The authorities are investigating the sale of six dams on the Douro River to a consortium led by Engie.
The Central Bureau of Investigation and Prosecution of the Public Prosecutor’s Office announced on Tuesday that raids are being conducted at 11 locations across the country as part of an investigation led by DCIAP and being carried out by the Tax and Customs Authority (AT). Information first advanced by SIC Notícias and after confirmed by ECO.
The raids are being carried out at EDP and also at the Portuguese Environment Agency (APA), according to ECO. DCIAP speaks of searches in Lisbon, Porto, Amadora and Miranda do Douro, in “dam facilities, law firms, a state body, an accounting firm and companies linked to the hydroelectric sector.”
“The case investigates the facts related to the business of the transmission of six dams from the EDP group to the French consortium formed by Engie, Crédit Agricole Assurances and Mirova (Natixis Group).” The DCIAP confirmed in a statement.
Having been investigating the deal for several months, the Portuguese Tax Authority has a maximum deadline of one year to present its conclusions on whether or not EDP used loopholes to avoid the payment of €100 million in stamp duty taxes, when it sold a portfolio of six dams to the international consortium led by Engie for €2.2 billion in 2019.

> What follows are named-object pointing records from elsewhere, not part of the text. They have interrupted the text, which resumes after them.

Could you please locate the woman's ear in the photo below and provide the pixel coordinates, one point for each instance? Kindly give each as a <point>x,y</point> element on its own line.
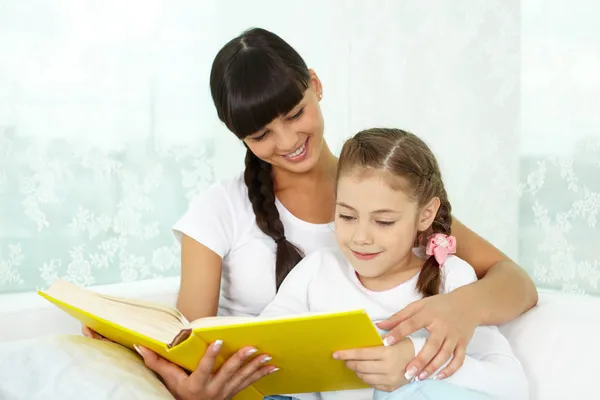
<point>315,84</point>
<point>427,214</point>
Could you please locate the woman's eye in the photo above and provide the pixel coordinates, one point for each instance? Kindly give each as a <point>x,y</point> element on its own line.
<point>385,223</point>
<point>346,217</point>
<point>297,115</point>
<point>259,138</point>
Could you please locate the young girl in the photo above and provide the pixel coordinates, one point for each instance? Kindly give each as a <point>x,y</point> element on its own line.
<point>390,197</point>
<point>258,225</point>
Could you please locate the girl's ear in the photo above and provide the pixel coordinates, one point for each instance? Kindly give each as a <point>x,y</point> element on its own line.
<point>427,214</point>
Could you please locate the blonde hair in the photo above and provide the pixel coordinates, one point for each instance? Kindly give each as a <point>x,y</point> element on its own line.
<point>403,154</point>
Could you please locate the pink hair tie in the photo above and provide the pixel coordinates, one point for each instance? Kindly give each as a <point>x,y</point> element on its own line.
<point>439,246</point>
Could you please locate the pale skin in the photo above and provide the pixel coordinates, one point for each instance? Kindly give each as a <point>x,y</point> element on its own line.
<point>307,189</point>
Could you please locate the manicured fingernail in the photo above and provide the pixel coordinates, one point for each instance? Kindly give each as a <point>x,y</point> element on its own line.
<point>216,347</point>
<point>410,373</point>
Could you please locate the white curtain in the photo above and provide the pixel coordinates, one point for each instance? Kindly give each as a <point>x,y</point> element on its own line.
<point>107,129</point>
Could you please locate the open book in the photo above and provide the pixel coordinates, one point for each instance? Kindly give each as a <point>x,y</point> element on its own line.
<point>300,345</point>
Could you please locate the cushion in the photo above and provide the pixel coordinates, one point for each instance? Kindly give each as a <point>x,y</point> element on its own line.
<point>75,367</point>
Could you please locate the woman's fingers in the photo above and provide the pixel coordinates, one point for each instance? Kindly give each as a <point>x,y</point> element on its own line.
<point>455,364</point>
<point>440,359</point>
<point>432,347</point>
<point>230,368</point>
<point>171,373</point>
<point>250,373</point>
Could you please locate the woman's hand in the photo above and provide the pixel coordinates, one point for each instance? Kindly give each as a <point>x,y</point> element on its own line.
<point>451,324</point>
<point>233,376</point>
<point>382,367</point>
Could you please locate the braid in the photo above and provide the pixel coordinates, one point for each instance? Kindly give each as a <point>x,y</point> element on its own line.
<point>430,278</point>
<point>259,181</point>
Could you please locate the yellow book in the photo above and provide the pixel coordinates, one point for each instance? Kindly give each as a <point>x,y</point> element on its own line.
<point>300,345</point>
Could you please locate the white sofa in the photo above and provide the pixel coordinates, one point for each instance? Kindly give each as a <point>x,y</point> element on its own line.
<point>556,341</point>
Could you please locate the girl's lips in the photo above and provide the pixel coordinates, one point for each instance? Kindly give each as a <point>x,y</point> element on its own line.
<point>365,256</point>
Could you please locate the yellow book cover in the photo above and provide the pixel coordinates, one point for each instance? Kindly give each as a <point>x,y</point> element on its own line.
<point>300,345</point>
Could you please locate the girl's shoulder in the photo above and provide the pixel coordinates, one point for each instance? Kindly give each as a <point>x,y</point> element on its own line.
<point>456,272</point>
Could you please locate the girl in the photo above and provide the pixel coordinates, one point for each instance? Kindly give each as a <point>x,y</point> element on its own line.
<point>255,228</point>
<point>390,195</point>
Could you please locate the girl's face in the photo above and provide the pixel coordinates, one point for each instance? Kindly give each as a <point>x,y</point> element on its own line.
<point>294,141</point>
<point>376,226</point>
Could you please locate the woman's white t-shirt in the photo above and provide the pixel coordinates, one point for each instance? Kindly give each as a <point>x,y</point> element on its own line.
<point>221,218</point>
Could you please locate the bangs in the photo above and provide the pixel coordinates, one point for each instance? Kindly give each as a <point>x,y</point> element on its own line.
<point>259,89</point>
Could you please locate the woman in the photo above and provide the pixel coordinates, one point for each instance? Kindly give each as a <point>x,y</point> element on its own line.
<point>284,204</point>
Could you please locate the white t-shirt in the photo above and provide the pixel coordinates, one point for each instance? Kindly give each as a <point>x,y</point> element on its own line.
<point>221,218</point>
<point>326,282</point>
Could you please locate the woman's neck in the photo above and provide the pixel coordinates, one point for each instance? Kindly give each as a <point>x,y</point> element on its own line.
<point>322,175</point>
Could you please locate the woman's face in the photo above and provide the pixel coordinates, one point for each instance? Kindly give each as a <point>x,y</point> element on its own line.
<point>293,141</point>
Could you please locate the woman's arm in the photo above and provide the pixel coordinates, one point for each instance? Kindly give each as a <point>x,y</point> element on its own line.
<point>199,297</point>
<point>200,280</point>
<point>504,290</point>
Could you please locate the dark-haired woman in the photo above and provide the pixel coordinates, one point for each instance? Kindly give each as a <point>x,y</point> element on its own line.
<point>241,237</point>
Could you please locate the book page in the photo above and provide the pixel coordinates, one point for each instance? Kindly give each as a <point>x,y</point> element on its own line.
<point>157,321</point>
<point>208,322</point>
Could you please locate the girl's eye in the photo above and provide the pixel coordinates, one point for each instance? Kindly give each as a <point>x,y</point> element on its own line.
<point>297,115</point>
<point>385,223</point>
<point>346,217</point>
<point>259,138</point>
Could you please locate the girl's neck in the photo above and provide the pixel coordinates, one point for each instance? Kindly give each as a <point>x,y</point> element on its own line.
<point>407,269</point>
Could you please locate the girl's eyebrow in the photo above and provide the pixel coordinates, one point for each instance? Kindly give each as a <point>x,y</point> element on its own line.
<point>380,211</point>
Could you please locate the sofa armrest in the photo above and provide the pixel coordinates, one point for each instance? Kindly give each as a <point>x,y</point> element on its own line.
<point>556,342</point>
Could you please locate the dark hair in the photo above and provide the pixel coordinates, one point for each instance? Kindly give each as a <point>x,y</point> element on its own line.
<point>255,78</point>
<point>403,154</point>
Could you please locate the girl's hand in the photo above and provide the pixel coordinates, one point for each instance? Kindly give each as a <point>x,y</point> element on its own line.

“EDP confirms it was subject of a search operation today with the assistance of the Tax Authority in connection with the sale of a portfolio of six dams to Engie, for alleged tax fraud. EDP is providing full cooperation to the authorities and remains convinced that the sale operation complies with all legal requirements,” an official company source told ECO.
The operation involves 29 inspectors from the Large Taxpayers Unit (LTU), 37 inspectors from the Fraud Investigation and Special Actions Directorate (DSIFAE), including 10 specialists from the Forensic Computer Unit. In addition to members of the LTU and DSIFAE, the operation also involves 28 soldiers from GNR’s Fiscal Action Unit, including two specialists in computer forensics. Seven magistrates of the Public Prosecutor’s Office and five judicial magistrates also participated in the operation.